The contents of MATLAB Function Blocks are evaluated once every time step. (The size of a timestep can be variable, depending on whether you configured fixed step solver or variable step solver.) It is the ending values of the outputs that become the output values of the signals. Everything in one invocation is considered to take place at the same time.
You should consider using a clock input block, and inside the MATLAB Function Block, calculate the outputs only for the current clock value.
  2 Comments
Roy
Roy on 18 Oct 2025
Thanks Walter as I now realise that my issue is because there is no output from a loop until it has completed which is different from the loops used in C. The final evaluation of X for 360 degree's is as you say also zero.

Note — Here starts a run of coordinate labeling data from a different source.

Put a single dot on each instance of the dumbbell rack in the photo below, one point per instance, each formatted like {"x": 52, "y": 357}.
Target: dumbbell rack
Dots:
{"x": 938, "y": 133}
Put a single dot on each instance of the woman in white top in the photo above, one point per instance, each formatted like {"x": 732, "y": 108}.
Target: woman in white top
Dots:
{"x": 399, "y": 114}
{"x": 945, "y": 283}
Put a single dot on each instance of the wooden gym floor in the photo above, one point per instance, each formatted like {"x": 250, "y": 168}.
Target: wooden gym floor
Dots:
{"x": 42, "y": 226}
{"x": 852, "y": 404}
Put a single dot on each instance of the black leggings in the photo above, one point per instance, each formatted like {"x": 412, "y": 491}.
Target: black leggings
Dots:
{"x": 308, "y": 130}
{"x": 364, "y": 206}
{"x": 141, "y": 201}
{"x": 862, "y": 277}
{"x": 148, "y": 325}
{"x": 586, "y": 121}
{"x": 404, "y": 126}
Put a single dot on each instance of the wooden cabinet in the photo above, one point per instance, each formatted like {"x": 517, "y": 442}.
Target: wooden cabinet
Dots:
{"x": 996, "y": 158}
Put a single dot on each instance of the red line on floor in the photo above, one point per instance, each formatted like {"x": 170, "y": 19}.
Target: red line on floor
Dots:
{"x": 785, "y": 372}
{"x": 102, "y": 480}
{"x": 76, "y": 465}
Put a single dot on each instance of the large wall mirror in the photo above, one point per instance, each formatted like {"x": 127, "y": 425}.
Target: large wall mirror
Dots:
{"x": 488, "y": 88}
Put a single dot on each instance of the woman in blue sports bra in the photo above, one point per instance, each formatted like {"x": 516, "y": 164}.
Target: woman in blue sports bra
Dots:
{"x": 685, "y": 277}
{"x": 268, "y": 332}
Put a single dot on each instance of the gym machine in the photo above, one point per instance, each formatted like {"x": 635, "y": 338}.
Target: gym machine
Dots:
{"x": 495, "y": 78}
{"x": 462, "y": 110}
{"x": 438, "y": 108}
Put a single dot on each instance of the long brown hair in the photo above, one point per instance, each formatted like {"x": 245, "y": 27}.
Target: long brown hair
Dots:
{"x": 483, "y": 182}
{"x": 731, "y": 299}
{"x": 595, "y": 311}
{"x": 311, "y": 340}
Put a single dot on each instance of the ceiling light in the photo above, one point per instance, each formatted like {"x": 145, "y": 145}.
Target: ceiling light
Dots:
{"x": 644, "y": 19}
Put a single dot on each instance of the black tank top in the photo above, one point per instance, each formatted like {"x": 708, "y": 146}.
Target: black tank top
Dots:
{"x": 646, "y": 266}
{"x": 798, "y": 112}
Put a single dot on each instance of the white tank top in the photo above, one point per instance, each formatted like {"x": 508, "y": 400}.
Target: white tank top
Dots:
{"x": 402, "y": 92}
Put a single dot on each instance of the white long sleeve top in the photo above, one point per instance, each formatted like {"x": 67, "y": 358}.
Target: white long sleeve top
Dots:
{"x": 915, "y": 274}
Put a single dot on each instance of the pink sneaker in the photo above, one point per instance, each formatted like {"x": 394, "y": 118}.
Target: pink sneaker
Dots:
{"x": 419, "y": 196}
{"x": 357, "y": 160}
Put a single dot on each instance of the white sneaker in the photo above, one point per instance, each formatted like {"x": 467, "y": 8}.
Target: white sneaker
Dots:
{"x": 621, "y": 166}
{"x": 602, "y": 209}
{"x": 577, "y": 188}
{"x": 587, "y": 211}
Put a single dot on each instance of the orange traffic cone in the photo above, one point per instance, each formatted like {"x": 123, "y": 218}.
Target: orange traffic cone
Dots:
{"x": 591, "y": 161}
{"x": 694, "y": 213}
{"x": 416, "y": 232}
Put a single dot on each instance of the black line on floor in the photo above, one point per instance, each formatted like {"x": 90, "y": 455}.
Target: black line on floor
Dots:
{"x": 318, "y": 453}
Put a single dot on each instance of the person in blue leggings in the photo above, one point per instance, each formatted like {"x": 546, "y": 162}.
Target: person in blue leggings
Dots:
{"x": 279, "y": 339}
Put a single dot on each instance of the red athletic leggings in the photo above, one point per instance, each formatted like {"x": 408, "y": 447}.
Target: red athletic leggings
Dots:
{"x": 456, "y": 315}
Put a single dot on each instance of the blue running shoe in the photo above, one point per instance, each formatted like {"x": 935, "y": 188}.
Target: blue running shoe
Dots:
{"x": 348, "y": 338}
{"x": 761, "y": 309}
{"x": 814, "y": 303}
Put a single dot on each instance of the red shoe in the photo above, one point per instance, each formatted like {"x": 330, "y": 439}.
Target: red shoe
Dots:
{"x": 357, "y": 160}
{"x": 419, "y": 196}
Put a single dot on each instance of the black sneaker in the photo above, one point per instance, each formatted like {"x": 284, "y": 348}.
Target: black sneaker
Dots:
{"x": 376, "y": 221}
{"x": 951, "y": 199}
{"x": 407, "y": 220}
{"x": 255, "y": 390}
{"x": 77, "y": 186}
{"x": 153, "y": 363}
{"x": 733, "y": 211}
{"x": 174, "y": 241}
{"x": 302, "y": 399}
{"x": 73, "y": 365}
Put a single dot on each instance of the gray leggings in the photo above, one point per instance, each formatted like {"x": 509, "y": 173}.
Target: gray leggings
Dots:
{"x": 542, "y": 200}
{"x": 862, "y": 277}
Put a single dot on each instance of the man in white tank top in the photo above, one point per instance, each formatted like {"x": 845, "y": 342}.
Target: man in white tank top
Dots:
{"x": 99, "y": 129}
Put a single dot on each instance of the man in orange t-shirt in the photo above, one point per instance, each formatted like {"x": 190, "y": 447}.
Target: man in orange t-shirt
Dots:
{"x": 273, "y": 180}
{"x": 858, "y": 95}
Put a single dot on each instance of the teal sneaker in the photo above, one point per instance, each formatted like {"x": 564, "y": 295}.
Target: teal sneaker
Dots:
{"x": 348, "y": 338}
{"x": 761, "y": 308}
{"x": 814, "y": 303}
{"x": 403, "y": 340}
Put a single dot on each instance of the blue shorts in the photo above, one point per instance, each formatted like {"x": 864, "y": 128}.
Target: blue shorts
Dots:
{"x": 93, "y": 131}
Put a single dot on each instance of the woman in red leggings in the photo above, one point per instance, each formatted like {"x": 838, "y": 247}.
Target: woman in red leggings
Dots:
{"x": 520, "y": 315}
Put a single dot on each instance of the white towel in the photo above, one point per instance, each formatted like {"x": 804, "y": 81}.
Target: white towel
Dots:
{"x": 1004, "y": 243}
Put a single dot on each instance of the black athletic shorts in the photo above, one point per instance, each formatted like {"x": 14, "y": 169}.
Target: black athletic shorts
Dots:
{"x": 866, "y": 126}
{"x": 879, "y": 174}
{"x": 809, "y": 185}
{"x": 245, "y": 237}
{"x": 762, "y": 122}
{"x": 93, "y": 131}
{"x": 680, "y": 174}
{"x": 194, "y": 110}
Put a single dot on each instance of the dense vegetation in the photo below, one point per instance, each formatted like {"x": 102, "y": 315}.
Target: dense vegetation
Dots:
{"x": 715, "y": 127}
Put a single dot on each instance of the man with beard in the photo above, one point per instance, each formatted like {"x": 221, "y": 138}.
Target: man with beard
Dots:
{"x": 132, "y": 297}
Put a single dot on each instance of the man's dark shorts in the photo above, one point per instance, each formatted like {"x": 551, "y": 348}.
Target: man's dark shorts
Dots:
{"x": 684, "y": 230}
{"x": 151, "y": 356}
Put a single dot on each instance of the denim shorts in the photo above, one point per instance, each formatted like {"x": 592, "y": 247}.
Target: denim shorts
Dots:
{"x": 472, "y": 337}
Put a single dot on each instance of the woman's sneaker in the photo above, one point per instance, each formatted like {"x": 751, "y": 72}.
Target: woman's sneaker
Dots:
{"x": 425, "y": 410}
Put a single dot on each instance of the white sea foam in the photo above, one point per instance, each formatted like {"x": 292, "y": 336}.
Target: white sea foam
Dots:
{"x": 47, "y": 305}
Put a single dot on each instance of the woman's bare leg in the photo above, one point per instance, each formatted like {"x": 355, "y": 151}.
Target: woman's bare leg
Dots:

What does " calculate the outputs only for the current clock value. " actually do ? I need to look deeper at how Matlab evaluates expressions and function blocks because this is more complex than I assumed and is raising more questions.
Walter Roberson
Walter Roberson on 18 Oct 2025
Constant Block1 --->| Constant Block2 ---> |
| multiply block1 ---> Trig block (sin)-+ | multiply block2 ---> scope
Clock ------------->| |--------------------> |
Simulink will automatically evaluate this series of blocks repeatedly, with different times on the clock. The action will be to evaluate CONSTANT2 .* sin(CONSTANT1 .* TIME) and display the current result via the scope.